Also, it's possible that the same neurons that sometimes plot to kill you are also sometimes used to predict plots in murder mystery books.
In general, gradient descent has a strong tendency to favor the simplest solution which performs well, and secret murder plots aren’t actively useful for improving performance on the tasks humans will actually optimize AIs to perform.
If you give the AI lots of tasks, it's possible that the simplest solution is some kind of internal general optimizer.
Either you have an AI that is smart and general and can try new things that are substantially different from anything it's done before. (In which case the new things can include murder plots) Or you have an AI that's dumb and is only repeating small variations on it's training data.
We can run large numbers of experiments to find the most effective interventions
Current techniques are based on experiments/gradient descent. This works so long as the AI's can't break out of the sandbox or realize they are being experimented on and plot to trick the experimenters. You can't keep an ASI in a little sandbox and run gradient descent on it.
Our reward circuitry reliably imprints a set of motivational invariants into the psychology of every human: we have empathy for friends and acquaintances, we have parental instincts, we want revenge when others harm us, etc.
Sure. And we use contraception. Which kind of shows that evolution failed somewhere a bit.
Also, evolution got a long time testing and refining with humans that didn't have the tools to mess with evolution or even understand it.
Even in the pessimistic scenario where AIs stop obeying our every command, they will still protect us and improve our welfare, because they will have learned an ethical code very early in training.
No one is claiming the ASI won't understand human values, they are saying it won't care.
The moral judgements of current LLMs already align with common sense to a high degree,
Is that evidence that LLM's actually care about morality. Not really. It's evidence that they are good at predicting humans. Get them predicting an ethics professor and they will answer morality questions. Get them predicting Hitler and they will say less moral things.
And of course, there is a big difference between an AI that says "be nice to people" and an AI that is nice to people. The former can be trivially achieved by hard coding a list of platitudes for the AI to parrot back. The second requires the AI to make decisions like "are unborn babies people?".

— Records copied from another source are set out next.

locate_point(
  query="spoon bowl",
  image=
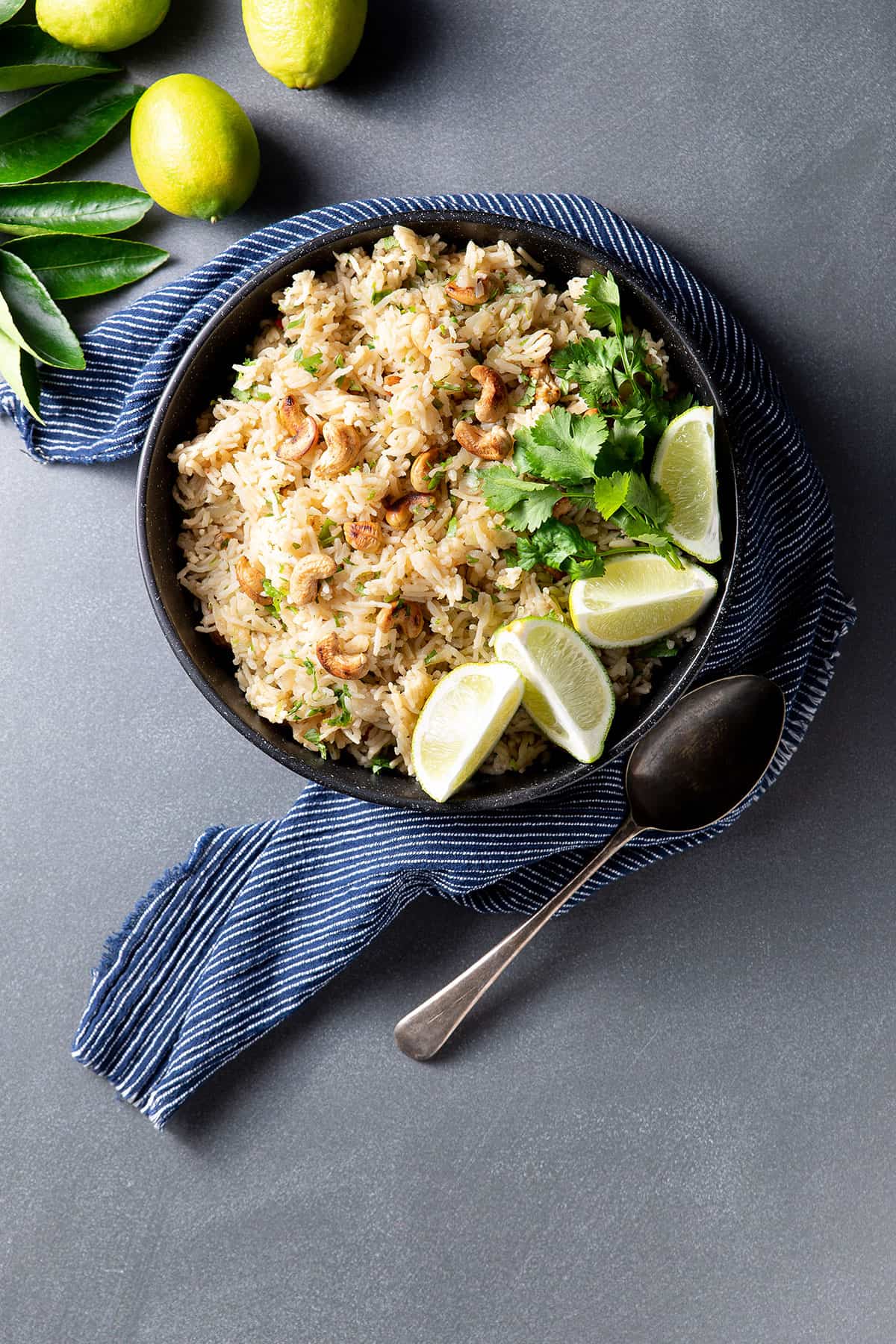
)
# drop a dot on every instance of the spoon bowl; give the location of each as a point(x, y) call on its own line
point(692, 769)
point(706, 756)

Imagine some robot running around. You have an LLM that says nice-sounding things when posed ethical dilemmas. You need some system that turns the raw camera input into a text description, and the nice sounding output into actual actions.
It would be interesting if someone discovered something like "junk DNA that just copies itself" within the weights during the backprop+SGD process. Would be some evidence that backprop's thumb is not so heavy a worm can't wiggle out. Right now I would bet against that happening within a normal neural net training on a dataset.

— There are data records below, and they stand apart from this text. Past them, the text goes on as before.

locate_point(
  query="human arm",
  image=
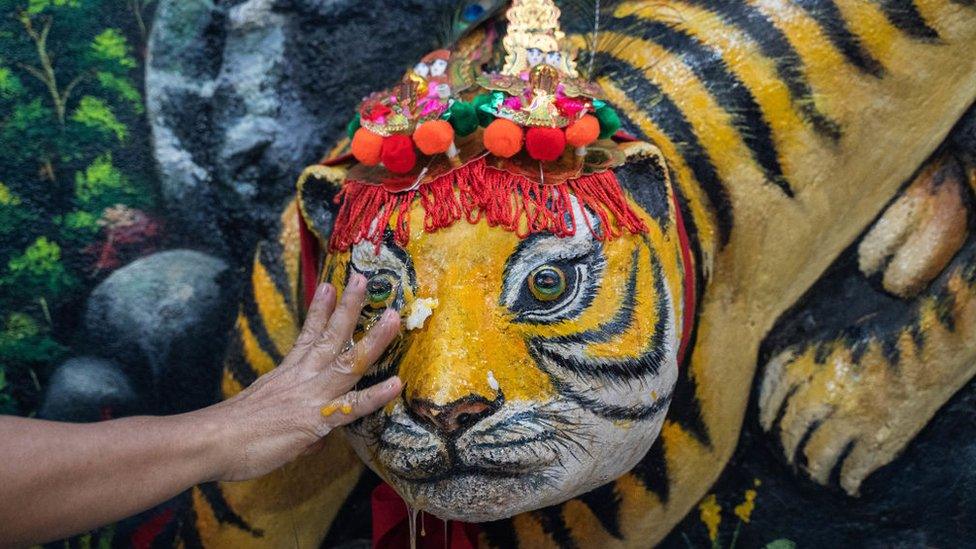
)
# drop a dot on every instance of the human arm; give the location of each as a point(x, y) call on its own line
point(57, 479)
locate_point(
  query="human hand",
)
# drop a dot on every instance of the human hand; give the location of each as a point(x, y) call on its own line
point(288, 410)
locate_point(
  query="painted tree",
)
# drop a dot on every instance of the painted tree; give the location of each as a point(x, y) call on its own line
point(72, 132)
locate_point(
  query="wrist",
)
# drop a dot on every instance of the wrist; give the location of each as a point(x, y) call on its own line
point(210, 442)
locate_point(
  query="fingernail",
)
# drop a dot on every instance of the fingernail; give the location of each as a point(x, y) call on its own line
point(329, 409)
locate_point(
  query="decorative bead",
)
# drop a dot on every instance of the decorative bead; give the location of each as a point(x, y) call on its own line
point(434, 137)
point(545, 144)
point(484, 117)
point(353, 125)
point(464, 118)
point(609, 121)
point(367, 146)
point(503, 138)
point(398, 155)
point(584, 131)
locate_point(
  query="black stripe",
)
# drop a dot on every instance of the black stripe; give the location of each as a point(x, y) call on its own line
point(648, 363)
point(667, 116)
point(831, 21)
point(652, 471)
point(621, 321)
point(500, 534)
point(612, 411)
point(776, 46)
point(553, 523)
point(249, 308)
point(904, 15)
point(189, 534)
point(237, 364)
point(724, 86)
point(270, 255)
point(222, 511)
point(604, 502)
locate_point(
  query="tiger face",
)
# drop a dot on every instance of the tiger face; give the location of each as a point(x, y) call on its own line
point(543, 367)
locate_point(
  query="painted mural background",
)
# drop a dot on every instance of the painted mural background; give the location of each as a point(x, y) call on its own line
point(77, 187)
point(121, 253)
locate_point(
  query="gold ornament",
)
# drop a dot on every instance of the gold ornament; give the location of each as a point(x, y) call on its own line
point(535, 38)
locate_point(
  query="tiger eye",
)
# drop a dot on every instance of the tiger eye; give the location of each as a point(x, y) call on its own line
point(547, 283)
point(379, 288)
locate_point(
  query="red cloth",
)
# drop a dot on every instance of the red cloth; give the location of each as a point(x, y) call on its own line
point(391, 526)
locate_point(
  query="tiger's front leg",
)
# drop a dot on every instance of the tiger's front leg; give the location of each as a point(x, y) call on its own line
point(844, 405)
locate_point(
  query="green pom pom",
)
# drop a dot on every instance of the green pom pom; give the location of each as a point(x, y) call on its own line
point(609, 122)
point(354, 125)
point(464, 118)
point(480, 103)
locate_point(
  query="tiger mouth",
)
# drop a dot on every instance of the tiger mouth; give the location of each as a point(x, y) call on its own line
point(526, 444)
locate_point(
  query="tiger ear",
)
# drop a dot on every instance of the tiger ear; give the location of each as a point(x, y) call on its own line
point(635, 151)
point(318, 186)
point(646, 177)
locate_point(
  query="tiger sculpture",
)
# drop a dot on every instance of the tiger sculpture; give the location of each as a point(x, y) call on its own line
point(785, 132)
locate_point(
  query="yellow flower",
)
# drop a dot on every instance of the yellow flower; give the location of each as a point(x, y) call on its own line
point(711, 515)
point(744, 509)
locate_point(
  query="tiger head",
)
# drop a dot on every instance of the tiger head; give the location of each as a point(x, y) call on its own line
point(535, 368)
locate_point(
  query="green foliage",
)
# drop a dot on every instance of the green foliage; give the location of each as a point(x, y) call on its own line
point(71, 131)
point(23, 340)
point(96, 115)
point(102, 185)
point(7, 404)
point(10, 85)
point(111, 50)
point(39, 271)
point(122, 88)
point(35, 7)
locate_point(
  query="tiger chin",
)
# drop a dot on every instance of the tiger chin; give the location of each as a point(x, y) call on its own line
point(546, 367)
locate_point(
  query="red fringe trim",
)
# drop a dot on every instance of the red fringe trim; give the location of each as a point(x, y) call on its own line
point(477, 191)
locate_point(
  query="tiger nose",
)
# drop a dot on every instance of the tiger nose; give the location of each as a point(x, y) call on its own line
point(453, 418)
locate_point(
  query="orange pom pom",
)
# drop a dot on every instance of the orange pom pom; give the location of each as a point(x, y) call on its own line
point(583, 132)
point(367, 146)
point(398, 155)
point(434, 137)
point(503, 138)
point(545, 144)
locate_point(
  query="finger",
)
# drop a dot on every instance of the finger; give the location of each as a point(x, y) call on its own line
point(343, 321)
point(349, 366)
point(318, 315)
point(356, 404)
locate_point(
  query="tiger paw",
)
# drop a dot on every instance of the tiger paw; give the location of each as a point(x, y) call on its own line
point(919, 234)
point(839, 412)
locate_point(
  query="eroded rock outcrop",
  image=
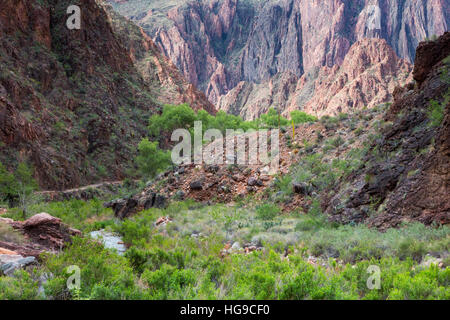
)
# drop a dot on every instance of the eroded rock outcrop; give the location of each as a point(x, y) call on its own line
point(74, 103)
point(42, 232)
point(408, 178)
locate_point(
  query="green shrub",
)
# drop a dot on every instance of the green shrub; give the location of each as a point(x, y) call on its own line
point(104, 274)
point(267, 211)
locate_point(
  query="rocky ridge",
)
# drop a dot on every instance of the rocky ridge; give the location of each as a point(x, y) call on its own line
point(218, 44)
point(74, 103)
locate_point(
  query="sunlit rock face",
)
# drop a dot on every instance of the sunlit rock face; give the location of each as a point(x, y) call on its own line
point(217, 44)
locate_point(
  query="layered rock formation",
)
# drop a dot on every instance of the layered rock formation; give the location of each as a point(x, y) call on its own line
point(368, 74)
point(74, 102)
point(409, 176)
point(217, 44)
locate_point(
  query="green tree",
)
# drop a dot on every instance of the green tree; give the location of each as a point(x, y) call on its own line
point(151, 159)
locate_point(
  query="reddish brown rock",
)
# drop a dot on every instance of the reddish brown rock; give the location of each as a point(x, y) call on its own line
point(42, 232)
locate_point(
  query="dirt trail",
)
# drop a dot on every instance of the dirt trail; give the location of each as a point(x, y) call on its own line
point(91, 186)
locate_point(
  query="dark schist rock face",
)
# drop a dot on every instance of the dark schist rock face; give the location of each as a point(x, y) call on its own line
point(72, 101)
point(409, 178)
point(123, 208)
point(228, 47)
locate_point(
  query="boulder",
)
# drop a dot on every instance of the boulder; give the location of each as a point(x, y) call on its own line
point(196, 185)
point(15, 262)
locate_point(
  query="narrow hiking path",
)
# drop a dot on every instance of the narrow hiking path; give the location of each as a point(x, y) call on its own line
point(83, 188)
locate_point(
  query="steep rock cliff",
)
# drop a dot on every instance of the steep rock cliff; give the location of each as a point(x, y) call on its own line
point(219, 43)
point(72, 102)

Note that RL exists and gives the neural net much more uh "creative room" to uh "decide how to exist". Because you just have to get enough score over time to survive, but any strategy is accepted. In other words, it is much less convergent.
Also in RL, glitching/hacking of the physics sim / game engine is what you expect to happen! Then you have to patch your sim and retrain.
Also, most of the ML systems we use every day involve multiple neural nets with different goals (eg the image generator and the NSFW detector), so something odd might happen in that interaction.
All this to say: The question "if I train one NN on a fixed dataset with backprop+SGD, could something unexpected pop out?" is quite interesting and still open in my opinion. But even if that always goes exactly as expected, it is certainly clear that RL, active learning, multi-NN ML systems, hyperparameter optimization (which is often an evolutionary algorithm), etc produces weird things with weird goals and strategies very often.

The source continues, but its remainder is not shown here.